Arturo Aldunate Phillips fue un hombre versátil: ingeniero, estudioso de la ciencia, ensayista, poeta, profesor, deportista, un conocedor de varios idiomas, en resumen un gran investigador de todas las disciplinas del saber. Quienes conocieron a este intelectual, nacido el 9 de febrero de 1902 en Santiago, destacaron en él su inmenso interés por las ciencias, las matemáticas y también la literatura, tres campos del conocimiento que supo combinar muy bien para la producción de su obra.

Su inclinación por las letras comenzó en el Instituto Nacional, cuando su profesor Samuel Lillo le hizo leer la mayoría de los clásicos españoles. Una vez egresado, sin embargo, decidió seguir la carrera de Ingeniería Civil en la Universidad de Chile, orientando así su camino hacia el mundo de las matemáticas. No obstante, siguió cultivando su pasión por la lectura y en 1921 publicó su primer libro, un conjunto de poemas que tituló Era una sirena.

Tras esta primera publicación, Aldunate Phillips trabajó como ingeniero asesor en numerosas compañías industriales. En esta misma área lanzó un libro sobre economía en 1934: El problema de las utilidades y de la crisis económica actual. Dos años después, para sorpresa de todos, dictó una conferencia sobre Pablo Neruda, en un tiempo que no se habían efectuado aún estudios sobre este poeta. Tan exitosa fue la acogida de la conferencia, que la editorial Nascimento la publicó en formato de ensayo. Posteriormente, en 1937, dictó otra conferencia en la Universidad de Chile, esta vez sobre Federico García Lorca.

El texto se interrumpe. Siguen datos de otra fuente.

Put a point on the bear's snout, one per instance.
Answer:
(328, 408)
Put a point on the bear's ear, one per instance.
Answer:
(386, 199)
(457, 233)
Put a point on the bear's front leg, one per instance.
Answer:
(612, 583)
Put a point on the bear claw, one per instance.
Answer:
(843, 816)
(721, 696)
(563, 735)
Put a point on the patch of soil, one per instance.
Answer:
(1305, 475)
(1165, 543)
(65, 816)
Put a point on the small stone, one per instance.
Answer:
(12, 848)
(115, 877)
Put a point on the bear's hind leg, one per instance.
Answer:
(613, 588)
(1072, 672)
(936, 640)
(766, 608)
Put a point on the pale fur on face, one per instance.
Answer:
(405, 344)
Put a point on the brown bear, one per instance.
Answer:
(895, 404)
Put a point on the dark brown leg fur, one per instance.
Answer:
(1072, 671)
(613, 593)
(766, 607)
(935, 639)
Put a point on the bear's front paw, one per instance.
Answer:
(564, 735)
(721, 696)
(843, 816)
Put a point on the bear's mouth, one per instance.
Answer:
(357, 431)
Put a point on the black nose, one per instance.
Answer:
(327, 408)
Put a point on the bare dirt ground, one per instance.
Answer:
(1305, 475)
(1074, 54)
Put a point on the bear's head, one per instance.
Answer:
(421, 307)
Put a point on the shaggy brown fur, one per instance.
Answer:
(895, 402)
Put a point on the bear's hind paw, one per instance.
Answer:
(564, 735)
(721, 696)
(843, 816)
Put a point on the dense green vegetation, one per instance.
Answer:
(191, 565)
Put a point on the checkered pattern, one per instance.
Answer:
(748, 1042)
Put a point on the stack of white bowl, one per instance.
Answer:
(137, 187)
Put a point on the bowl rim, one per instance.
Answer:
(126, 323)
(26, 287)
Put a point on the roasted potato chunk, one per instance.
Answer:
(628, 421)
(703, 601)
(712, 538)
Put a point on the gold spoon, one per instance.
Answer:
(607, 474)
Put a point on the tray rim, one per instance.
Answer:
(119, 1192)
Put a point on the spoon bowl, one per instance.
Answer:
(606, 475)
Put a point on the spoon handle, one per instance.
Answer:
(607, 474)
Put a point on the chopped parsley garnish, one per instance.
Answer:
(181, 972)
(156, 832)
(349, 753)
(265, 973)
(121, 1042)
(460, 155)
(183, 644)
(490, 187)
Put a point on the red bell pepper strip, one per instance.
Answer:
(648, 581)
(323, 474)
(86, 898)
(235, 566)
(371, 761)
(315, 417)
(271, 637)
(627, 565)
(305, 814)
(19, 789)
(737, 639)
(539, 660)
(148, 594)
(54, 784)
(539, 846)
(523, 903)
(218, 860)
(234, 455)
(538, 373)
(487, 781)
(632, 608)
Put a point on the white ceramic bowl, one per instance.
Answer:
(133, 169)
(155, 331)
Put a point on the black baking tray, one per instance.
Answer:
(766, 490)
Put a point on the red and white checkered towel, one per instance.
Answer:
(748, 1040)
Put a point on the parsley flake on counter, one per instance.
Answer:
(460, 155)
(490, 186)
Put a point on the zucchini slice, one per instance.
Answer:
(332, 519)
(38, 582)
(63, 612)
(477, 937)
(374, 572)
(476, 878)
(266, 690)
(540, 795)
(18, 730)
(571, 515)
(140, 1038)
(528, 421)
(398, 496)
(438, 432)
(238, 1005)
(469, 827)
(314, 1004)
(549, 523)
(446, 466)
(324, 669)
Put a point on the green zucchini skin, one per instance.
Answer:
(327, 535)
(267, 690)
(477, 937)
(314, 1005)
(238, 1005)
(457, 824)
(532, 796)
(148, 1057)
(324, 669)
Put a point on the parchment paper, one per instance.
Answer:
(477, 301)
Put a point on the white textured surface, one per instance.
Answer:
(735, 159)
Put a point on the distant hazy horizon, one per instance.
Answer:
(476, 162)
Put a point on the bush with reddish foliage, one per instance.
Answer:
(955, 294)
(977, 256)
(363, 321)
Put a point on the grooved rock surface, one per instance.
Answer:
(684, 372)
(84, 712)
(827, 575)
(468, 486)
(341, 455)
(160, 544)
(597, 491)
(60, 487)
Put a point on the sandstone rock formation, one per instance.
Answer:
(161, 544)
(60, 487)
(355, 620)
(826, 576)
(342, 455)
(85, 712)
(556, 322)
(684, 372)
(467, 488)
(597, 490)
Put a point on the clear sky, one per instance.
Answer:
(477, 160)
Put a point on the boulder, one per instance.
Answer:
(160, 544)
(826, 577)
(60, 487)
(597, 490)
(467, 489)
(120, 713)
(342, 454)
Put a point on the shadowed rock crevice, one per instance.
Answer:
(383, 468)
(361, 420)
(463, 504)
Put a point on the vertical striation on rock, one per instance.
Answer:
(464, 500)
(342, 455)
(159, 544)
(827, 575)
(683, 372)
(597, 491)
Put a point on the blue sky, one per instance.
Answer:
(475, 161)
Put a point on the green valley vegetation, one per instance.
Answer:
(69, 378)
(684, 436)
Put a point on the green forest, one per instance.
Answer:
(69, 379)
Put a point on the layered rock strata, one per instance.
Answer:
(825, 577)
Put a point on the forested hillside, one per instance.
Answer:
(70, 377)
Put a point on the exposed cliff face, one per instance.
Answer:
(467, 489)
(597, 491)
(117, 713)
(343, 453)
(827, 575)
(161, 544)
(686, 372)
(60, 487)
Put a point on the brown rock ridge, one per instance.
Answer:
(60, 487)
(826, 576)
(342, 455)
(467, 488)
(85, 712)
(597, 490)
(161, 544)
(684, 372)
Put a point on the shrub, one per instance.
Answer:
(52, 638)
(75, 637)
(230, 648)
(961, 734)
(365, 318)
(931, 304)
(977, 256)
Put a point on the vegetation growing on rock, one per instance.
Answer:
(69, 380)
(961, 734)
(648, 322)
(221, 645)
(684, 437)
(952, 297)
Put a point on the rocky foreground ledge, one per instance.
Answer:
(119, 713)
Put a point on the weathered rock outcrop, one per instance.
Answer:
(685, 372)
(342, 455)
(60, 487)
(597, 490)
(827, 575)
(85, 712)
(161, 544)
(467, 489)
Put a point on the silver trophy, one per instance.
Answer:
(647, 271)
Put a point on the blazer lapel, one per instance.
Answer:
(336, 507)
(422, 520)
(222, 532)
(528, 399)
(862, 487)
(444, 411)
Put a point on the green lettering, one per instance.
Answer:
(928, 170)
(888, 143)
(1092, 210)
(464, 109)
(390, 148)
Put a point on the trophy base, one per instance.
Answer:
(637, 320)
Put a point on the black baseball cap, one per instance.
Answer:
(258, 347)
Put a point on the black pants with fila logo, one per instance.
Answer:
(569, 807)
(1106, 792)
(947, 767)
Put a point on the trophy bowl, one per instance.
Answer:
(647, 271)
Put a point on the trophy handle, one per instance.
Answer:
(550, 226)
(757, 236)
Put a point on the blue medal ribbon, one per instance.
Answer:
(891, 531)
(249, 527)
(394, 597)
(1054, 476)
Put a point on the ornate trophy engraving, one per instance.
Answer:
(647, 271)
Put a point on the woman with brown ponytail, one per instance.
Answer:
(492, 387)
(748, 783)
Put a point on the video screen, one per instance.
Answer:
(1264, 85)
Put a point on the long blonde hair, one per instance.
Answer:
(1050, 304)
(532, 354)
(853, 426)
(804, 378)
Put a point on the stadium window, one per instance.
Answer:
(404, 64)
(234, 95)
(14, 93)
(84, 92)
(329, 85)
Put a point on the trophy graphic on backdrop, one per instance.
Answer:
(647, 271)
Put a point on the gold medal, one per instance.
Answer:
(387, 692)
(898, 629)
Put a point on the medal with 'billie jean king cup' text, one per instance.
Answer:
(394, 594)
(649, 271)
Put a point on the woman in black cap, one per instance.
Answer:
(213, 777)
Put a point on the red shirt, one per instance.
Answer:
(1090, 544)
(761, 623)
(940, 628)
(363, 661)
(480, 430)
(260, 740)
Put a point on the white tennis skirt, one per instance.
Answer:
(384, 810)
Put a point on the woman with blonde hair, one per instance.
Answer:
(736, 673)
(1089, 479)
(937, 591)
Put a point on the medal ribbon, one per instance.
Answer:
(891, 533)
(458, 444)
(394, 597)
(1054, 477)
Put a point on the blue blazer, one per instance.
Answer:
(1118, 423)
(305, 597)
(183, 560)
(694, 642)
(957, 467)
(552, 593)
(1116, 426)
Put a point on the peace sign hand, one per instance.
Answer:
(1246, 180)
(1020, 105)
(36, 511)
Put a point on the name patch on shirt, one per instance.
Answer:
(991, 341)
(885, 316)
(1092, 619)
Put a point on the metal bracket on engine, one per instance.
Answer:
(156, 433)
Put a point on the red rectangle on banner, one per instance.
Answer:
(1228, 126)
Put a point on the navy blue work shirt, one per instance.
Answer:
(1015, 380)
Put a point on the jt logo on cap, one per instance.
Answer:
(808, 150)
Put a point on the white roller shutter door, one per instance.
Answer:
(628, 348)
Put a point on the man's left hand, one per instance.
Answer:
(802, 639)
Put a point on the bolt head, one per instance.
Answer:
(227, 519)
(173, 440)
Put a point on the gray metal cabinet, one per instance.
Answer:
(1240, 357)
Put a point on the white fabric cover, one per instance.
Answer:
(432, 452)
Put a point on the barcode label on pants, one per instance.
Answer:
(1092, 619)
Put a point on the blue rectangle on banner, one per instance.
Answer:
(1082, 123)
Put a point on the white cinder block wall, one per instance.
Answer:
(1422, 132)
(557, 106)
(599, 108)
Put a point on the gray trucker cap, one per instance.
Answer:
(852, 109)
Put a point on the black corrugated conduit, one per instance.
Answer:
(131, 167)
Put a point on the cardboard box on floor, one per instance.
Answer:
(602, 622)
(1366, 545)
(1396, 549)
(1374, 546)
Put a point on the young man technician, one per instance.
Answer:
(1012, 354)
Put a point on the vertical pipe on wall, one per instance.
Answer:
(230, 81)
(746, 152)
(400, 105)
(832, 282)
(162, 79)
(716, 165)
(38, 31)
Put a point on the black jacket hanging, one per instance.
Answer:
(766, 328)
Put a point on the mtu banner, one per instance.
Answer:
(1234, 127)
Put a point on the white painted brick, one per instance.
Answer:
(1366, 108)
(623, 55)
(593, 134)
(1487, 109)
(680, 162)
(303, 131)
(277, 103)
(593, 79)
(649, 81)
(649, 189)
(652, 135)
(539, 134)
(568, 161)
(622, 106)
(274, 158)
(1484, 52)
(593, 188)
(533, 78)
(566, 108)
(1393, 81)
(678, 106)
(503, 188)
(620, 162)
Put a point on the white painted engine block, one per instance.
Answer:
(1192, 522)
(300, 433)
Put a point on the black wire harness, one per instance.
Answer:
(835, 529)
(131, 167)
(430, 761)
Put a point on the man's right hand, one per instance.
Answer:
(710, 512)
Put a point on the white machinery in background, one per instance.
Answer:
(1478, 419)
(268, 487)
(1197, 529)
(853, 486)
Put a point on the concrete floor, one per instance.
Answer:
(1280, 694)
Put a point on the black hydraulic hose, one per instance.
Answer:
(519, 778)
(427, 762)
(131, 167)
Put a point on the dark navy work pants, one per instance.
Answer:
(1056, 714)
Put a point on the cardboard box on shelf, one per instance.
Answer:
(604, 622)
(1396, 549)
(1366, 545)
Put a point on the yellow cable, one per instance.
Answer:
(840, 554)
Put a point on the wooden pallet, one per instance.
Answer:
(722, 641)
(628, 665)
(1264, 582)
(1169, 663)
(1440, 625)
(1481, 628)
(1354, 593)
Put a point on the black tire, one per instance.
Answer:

Por mucho tiempo, Aldunate Phillips fue reconocido como un destacado ingeniero y para muchos era desconocida su faceta de escritor. Sus libros, además, trataban casi exclusivamente temas científicos y de ingeniería. Sin embargo, paulatinamente fue proyectando su interés tanto literario como científico en el género ensayístico. Así en 1940 dio a conocer un libro muy adelantado para su época, Matemática y poesía: ensayo y entusiasmo, donde intentó relacionar esas dos áreas supuestamente antagónicas. En los años siguientes publicó libros sobre materia política y económica: Estados Unidos: gran aventura del hombre (1943) y Un pueblo en busca de su destino: Chile, país industrial (1947).

Desde 1953, decididamente se concentró en la escritura científica humanista. Ese año presentó Al encuentro del hombre, un ensayo de tendencia más filosófica, donde efectuó un análisis del destino del hombre. Luego, en 1958, escribió Quinta Dimensión, un texto revisado y más completo sobre la misma temática.

En los años siguientes fue nombrado miembro de la Academia Chilena de la Lengua y correspondiente de la Real Academia española. Asimismo, fue designado miembro de la Asociación de Escritores Científicos.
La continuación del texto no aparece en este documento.